You can retrieve the initial admin password for Jenkins by logging into the Jenkins server
sudo cat /var/lib/jenkins/secrets/initialAdminPassword
On a side-note – if you don’t always want to type in your ssh password with every login you can store it in the SSH authentication agent.
ssh-add ~/.ssh/id_rsa
Configuring Jenkins
When you search for Jenkins in the Ansible documentation you will find some Ansible Modules that can be used to configure Jenkins. The modules use the Jenkins Remote Access API), so you will configure Jenkins after it is up and running.
- jenkins_plugin to install or remote Jenkins plugins.

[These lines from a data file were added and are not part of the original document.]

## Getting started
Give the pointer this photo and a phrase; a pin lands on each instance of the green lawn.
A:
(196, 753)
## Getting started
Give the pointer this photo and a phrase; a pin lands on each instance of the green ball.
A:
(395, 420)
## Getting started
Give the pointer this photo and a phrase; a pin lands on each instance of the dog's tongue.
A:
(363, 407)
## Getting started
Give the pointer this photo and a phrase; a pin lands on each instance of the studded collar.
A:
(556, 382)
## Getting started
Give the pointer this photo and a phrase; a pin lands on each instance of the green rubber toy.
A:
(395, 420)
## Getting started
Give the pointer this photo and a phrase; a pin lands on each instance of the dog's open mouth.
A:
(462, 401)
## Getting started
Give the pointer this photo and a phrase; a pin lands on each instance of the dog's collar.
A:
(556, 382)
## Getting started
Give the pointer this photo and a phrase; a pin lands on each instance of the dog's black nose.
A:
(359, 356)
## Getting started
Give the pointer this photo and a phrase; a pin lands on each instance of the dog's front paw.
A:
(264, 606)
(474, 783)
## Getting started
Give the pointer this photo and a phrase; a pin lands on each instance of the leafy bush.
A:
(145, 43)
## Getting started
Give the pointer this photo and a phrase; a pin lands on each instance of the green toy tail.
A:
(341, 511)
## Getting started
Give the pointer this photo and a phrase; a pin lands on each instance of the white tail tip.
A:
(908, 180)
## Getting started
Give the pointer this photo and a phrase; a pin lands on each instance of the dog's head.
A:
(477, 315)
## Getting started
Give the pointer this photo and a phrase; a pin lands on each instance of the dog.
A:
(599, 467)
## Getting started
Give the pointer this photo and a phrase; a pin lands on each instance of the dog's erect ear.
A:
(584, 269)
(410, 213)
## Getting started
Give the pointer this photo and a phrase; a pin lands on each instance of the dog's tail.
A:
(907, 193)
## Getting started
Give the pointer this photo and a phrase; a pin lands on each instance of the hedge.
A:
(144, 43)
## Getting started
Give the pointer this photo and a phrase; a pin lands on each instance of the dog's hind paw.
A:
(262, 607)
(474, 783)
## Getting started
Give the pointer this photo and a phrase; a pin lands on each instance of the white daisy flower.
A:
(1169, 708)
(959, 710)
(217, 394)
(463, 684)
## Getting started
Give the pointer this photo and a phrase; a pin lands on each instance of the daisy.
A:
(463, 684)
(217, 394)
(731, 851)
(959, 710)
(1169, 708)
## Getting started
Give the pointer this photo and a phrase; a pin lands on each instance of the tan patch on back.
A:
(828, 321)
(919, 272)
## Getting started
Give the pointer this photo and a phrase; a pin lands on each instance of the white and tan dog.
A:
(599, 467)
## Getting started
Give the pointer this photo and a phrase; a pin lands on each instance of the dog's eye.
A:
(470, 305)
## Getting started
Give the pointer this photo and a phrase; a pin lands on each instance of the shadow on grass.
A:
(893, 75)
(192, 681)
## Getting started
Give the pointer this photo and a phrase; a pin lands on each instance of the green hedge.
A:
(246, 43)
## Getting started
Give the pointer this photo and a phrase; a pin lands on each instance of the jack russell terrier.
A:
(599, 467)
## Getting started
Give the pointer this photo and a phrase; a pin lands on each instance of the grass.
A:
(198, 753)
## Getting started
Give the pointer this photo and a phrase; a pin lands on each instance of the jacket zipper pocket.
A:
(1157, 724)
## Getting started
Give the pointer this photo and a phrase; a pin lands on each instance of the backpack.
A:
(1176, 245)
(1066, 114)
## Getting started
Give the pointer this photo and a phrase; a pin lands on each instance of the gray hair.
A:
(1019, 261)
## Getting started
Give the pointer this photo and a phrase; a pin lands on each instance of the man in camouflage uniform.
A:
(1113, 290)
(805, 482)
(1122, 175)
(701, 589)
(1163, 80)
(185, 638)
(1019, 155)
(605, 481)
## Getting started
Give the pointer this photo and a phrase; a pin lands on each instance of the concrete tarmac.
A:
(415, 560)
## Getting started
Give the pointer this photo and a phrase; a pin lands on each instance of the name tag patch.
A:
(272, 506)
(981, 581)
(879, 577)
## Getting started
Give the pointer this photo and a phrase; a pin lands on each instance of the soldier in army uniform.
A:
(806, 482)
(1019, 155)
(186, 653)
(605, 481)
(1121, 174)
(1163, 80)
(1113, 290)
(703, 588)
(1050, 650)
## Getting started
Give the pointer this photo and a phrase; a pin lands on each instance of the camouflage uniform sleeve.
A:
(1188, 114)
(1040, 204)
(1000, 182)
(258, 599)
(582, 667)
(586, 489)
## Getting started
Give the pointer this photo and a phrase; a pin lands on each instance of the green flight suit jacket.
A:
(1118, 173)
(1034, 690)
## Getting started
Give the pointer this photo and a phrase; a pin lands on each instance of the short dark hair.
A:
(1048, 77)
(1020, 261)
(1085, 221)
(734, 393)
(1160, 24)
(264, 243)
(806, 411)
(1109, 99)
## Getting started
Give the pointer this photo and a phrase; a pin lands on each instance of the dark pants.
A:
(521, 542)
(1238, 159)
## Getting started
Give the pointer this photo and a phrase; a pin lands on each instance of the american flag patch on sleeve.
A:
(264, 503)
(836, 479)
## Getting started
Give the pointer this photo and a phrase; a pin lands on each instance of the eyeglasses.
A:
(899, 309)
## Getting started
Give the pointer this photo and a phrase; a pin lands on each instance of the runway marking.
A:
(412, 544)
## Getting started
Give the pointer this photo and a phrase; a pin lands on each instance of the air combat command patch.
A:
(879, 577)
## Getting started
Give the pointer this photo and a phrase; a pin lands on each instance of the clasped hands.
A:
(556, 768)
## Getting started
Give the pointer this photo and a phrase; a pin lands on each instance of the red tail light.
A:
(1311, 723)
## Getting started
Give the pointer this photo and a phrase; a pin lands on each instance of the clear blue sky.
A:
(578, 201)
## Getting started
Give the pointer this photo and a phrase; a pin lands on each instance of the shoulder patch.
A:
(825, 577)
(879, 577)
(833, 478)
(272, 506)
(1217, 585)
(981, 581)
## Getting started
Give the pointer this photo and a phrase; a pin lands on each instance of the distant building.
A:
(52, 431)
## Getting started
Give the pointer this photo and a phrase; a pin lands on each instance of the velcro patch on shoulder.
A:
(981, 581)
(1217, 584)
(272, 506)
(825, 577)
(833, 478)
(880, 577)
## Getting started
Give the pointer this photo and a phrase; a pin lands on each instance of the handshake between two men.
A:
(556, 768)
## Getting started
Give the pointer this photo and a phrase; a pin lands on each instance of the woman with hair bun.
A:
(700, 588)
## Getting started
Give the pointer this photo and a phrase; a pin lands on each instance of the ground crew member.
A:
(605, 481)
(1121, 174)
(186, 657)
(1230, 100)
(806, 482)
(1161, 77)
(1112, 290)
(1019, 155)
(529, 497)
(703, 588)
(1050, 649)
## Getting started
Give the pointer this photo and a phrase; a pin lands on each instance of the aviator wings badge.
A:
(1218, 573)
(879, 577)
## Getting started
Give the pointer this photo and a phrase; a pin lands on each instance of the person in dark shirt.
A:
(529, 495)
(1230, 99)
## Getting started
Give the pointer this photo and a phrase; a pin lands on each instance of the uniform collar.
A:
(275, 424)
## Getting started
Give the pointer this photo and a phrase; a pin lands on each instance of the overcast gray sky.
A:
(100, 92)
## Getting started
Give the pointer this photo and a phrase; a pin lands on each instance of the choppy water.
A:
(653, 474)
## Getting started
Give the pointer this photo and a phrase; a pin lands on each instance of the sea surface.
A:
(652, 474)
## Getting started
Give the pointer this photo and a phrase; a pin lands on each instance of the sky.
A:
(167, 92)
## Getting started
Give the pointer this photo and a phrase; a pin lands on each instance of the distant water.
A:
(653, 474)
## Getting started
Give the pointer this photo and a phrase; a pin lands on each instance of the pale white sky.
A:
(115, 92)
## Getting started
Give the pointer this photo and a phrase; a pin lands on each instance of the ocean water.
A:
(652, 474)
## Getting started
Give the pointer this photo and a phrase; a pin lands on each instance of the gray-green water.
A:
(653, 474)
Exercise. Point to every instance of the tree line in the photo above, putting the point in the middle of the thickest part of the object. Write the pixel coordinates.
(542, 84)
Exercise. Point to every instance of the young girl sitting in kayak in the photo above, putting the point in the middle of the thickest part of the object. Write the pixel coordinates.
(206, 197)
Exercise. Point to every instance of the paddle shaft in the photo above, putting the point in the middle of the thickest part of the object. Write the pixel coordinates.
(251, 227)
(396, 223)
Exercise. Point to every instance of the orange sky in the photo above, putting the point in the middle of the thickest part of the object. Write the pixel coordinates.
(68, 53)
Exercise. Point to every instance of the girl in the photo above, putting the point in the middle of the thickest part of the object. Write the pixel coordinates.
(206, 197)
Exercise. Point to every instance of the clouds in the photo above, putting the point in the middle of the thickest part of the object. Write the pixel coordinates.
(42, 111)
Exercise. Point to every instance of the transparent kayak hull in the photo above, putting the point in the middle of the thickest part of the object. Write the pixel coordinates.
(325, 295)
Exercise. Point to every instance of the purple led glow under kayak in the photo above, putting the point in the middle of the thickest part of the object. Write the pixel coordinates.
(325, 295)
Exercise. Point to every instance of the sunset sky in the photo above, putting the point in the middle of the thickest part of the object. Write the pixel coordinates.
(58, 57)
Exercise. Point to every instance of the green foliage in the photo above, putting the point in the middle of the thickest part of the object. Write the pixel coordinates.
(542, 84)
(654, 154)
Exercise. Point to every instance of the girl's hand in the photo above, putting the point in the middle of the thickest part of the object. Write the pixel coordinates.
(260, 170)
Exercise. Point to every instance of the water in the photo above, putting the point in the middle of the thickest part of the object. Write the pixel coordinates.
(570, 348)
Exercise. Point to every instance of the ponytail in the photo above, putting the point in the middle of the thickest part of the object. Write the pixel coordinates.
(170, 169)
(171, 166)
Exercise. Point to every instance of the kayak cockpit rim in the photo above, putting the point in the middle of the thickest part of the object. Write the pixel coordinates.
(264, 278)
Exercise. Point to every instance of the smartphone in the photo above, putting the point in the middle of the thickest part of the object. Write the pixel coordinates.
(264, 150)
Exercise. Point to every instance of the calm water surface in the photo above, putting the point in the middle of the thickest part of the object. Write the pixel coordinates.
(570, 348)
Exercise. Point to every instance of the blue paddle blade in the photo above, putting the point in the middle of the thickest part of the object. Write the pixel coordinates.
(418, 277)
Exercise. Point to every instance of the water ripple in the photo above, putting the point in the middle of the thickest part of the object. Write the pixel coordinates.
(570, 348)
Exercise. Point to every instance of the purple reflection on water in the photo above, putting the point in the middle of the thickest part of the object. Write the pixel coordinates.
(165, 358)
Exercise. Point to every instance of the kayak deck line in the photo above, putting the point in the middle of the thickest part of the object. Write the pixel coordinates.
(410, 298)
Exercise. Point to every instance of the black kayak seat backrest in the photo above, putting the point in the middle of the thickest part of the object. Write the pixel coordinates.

- jenkins_job to manage Jenkins jobs.
- jenkins_script to execute a Groovy script in Jenkins
Miscellaneous
Ansible Roles
One strength that will become useful is the use of so-called Ansible Roles. I would define a Role as a reusable set of Playbooks. For example, people already wrote re-usable Ansible Roles to install and configure Jenkins on a host (in a more extensible way I used in this example). I will use Ansibles Roles in a blog-post to follow.
Handlers
Another interesting concept are Ansible Handlers, i.e. if a state changes, a set of tasks can be performed, e.g. if a configuration has changed within an Ansible Playbook, a service is being restarted. Using handlers is a good practice to ensure idempotency.
Tags
Tags are markers on Plays or Tasks that can be explicity executed or omitted when running an Ansible Playbook. I can tag the parts of our Playbook that do the clean-up:
- name: Populate Service facts
service_facts:
tags:
cleanup
- name: Stop Jenkins Service
service:
name: jenkins
state: stopped
when: "'jenkins' in ansible_facts.services"
tags:
cleanup
- name: Clean-Up previous installation
package:
name: '{{ item }}'
state: absent
loop:
- jenkins
- openjdk-8-jdk
- git
- wget
tags:
cleanup
If I only want to call the Ansible Plays tagged with cleanup, I run the Playbook with
ansible-playbook jenkins.yml --tags cleanup
In contrast, if I want to skip the Ansible Plays tagged with cleanup, I run the Playbook with
ansible-playbook jenkins.yml --skip-tags cleanup
Further Remarks
If you have configured systems by executing a set of commands by hand you might have noticed that it can be a tedious work. Especially if you are not familiar with the command shell or Unix In general, you might run into a lot of trial-and-error that leave the system in an inconsistent and possibly insecure state.
Of course, editing and testing a configuration in an Ansible Playbook can also be time-consuming and frustrating. However, by using a Playbook, you have a documented way of how you configured your system. An Ansible Playbook can be written in collaboration with others, it can be reviewed by others and serves as a documentation. In addition, Ansible Playbooks are re-usable. This means I can use a Playbook to configure several environments.
Hence, I highly recommend Ansible or similar tools for configuration (provisioning), such as Chef, SaltStack, Puppet or other configuration management tools.